EX-99.1 20 ex99-1.htm EXHIBIT 99.1 Exhibit 99.1                                                                                         Exhibit 99.1
 
Sequiam Obtains up to $11.5 Million in New Credit Facilities, Restructures Debt and Cures Default
 
 
ORLANDO, Fla.--On April 5, 2007 Sequiam Corporation (OTCBB:SQUM), a leading provider of innovative consumer lifestyle biometric technologies and services, announced that it has obtained new financing with Biometric Investors, LLC of Brentwood Tennessee in the aggregate amount of up to $11.5 million.
 
Biometric Investors, LLC, recently acquired from the Svenningsen Trust Sequiam’s original Senior Secured Term Note dated November 1, 2005 in the amount of approximately $4.0 million. Biometric will provide an additional $2.5 million in new financing which together with the original Note is combined into a new amended and restated Secured Term Note “A” for $6.5 million. The new financing under Term Loan A shall be disbursed by Biometrics to the Company in a series of ten disbursements of $250,000, every other week, based on the Company’s satisfaction of the conditions stated in the Loan Agreement. In connection with that Financing, Biometric provided the Company with written notice that it was no longer in default of the Original Note. In connection with that financing Sequiam granted warrants to purchase 65.7 million shares of common stock at $0.01 per share. The new $6.5 million Term Note “A” issued to Biometric has a term of two years. Interest shall be payable monthly in arrears commencing on May 1, 2007 at a rate of 12% per annum. The outstanding principal balance under Term Note A is payable on April 15, 2009 and it is secured by all of the Company’s assets.

Subject to the terms and satisfaction of the conditions stated in the Lending Agreement, Biometric agreed to make a second loan, Term Note “B” to the Company in the principal amount of $5 million. As one of the conditions of Term Note “B” the Company will issue to Biometric of a warrant exercisable into 39.4 million shares of the Company’s common stock at an exercise price of $.01 per share. This Additional Warrant will not be issued to Biometric until such time as the Company determines that it is in its best interest to borrow additional funds from Biometric under Term Note “B”. If any amounts are funded pursuant to Term Loan B, the outstanding principal balance will be payable on April 15, 2009 and it will be secured by all of the Company’s assets.
 
Mark Mroczkowski, Sequiam’s Chief Financial Officer, said, “Management is pleased that it has been able to cure the original loan default and negotiate this new financing which it believes will increase shareholder value.” “We are excited about having the financing we need to execute our business plan. We are also excited about having Biometric as a business partner who, in addition to financing, brings additional business resources and opportunities.”
 
About Sequiam

Headquartered in Orlando, Florida, Sequiam Corporation develops, markets, and supports a portfolio of highly robust proprietary biometrically enabled consumer lifestyle and commercial products and OEM solutions. In addition, Sequiam has invested heavily in research and development to develop unique products and solutions for the biometric industry worldwide. Sequiam Biometric' solutions incorporate low-cost, high-volume manufacturing processes targeted at the consumer and commercial market. Sequiam is a global company with offices in Taiwan, China, and South Africa. For more information, please visit www.sequiam.com and www.sequiamBiometric.com.

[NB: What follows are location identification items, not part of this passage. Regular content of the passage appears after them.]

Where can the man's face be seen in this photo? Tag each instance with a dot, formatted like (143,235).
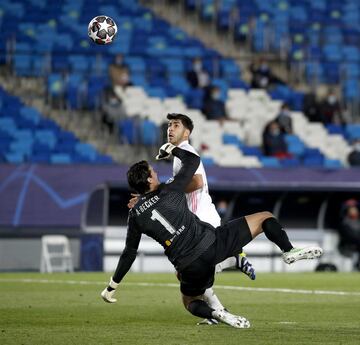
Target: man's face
(176,132)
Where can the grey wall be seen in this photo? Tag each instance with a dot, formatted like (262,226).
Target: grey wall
(22,254)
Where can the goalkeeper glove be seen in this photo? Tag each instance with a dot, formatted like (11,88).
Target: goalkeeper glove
(108,296)
(165,151)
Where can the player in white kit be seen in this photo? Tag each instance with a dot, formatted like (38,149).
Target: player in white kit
(199,200)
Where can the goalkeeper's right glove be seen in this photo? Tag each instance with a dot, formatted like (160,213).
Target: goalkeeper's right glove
(108,296)
(165,151)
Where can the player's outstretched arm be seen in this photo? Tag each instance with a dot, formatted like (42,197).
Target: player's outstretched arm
(190,163)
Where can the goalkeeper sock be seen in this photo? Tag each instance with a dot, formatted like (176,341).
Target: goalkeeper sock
(227,263)
(212,300)
(275,233)
(112,285)
(200,308)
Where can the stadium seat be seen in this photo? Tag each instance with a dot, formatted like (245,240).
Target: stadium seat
(55,254)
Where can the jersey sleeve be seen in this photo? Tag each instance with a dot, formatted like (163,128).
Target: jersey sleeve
(190,163)
(128,256)
(177,162)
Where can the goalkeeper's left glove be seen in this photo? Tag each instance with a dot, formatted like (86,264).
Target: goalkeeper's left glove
(165,151)
(108,296)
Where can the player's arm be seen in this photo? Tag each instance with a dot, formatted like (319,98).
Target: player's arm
(195,183)
(125,261)
(190,163)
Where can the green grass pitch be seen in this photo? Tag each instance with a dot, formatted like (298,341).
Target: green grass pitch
(67,309)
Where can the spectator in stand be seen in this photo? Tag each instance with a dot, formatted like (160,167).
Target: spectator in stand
(214,106)
(119,73)
(284,119)
(198,77)
(311,108)
(112,110)
(330,109)
(262,75)
(350,229)
(274,143)
(354,155)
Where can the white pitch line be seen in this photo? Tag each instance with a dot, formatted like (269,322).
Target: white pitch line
(224,287)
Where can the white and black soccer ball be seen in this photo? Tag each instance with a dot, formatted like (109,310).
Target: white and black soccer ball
(102,29)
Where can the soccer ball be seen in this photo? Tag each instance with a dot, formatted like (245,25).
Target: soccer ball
(102,29)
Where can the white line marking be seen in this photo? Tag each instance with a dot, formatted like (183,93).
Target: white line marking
(224,287)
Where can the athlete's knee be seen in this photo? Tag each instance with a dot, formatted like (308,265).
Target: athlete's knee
(266,215)
(187,301)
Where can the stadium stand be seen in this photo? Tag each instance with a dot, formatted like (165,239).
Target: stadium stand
(26,136)
(158,56)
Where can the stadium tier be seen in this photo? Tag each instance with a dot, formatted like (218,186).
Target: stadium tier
(51,42)
(27,136)
(323,36)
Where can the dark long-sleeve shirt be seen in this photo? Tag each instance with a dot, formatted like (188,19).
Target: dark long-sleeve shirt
(163,215)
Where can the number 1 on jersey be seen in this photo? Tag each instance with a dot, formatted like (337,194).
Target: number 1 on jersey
(156,215)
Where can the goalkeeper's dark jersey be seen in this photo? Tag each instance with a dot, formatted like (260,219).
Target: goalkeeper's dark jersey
(164,216)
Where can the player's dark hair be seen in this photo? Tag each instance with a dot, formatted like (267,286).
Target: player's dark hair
(185,120)
(137,177)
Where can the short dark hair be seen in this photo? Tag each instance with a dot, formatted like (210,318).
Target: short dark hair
(137,177)
(185,120)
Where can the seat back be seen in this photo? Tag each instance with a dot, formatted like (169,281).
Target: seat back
(55,254)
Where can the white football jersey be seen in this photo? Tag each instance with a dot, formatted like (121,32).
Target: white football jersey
(199,201)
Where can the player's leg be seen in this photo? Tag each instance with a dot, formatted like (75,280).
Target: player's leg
(198,307)
(265,222)
(240,262)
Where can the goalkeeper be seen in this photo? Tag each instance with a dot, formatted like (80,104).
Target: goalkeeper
(199,202)
(192,246)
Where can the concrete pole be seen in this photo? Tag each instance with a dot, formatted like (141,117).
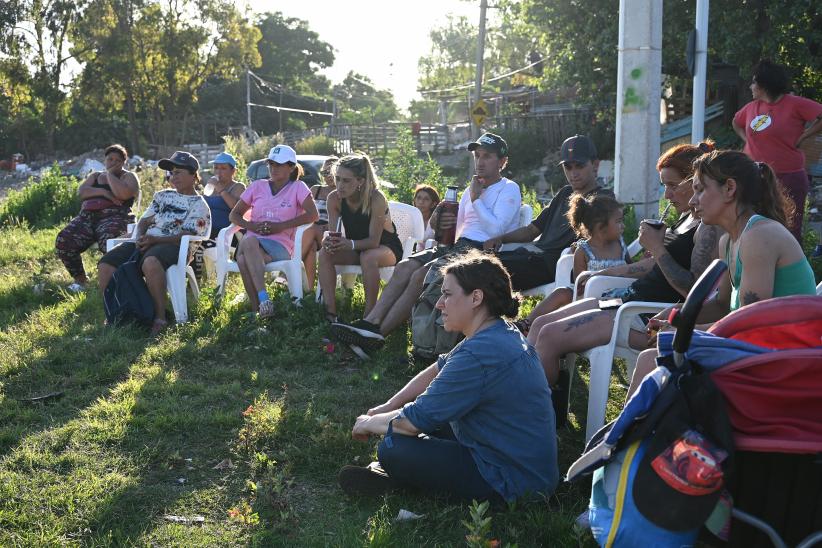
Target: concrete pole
(248,98)
(639,83)
(700,71)
(480,61)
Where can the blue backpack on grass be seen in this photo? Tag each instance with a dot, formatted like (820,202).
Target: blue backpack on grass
(126,298)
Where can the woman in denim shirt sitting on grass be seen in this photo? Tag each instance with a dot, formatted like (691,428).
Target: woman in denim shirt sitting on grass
(484,408)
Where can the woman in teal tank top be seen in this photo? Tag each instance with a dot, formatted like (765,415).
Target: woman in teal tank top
(764,259)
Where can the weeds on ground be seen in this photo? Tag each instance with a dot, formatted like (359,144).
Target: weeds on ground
(225,431)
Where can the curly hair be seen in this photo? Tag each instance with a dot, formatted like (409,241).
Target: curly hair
(586,213)
(681,157)
(360,165)
(772,78)
(477,270)
(756,181)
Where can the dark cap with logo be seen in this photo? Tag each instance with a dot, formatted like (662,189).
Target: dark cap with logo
(180,159)
(579,148)
(492,142)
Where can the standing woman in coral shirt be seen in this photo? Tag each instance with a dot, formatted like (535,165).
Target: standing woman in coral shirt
(773,128)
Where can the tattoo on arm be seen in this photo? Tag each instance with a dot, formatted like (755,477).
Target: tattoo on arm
(750,297)
(679,278)
(704,249)
(580,321)
(636,268)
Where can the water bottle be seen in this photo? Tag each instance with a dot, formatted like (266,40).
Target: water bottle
(447,236)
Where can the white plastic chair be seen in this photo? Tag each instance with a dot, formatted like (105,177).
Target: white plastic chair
(602,357)
(176,274)
(293,269)
(562,276)
(410,229)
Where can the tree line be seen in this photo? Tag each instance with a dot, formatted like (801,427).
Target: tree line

Safe Harbor Statement -- Forward-Looking Statements

The Private Securities Litigation Reform Act of 1995 provides a safe harbor for forward-looking statements made on behalf of the company and its subsidiaries. All such forward-looking statements are, by necessity, only estimates of future results and actual results achieved by the company may differ materially from these statements due to a number of factors. Any forward-looking statements speak only as of the date made. Statements made in this document that are not purely historical are forward-looking statements, including any statements as to beliefs, plans, expectations, or intentions regarding the future. Risk factors that may cause results to differ from projections include, without limitation, loss of suppliers, loss of customers, inadequate capital, competition, loss of key executives, declining prices, and other economic factors. The company assumes no obligations to update these forward-looking statements to reflect actual results, changes in assumptions or changes in other factors affecting such statements. You should independently investigate and fully understand all risks before making investment decisions. Additional factors can be found in our annual report on form 10-KSB for the fiscal year ended December 31, 2005, and our other filings with the SEC which are available at the SEC's Internet site (www.sec.gov). Forward-looking statements in this press release speak only as of the date of this press release, and we assume no obligation to update forward-looking statements or the reasons why actual results could differ.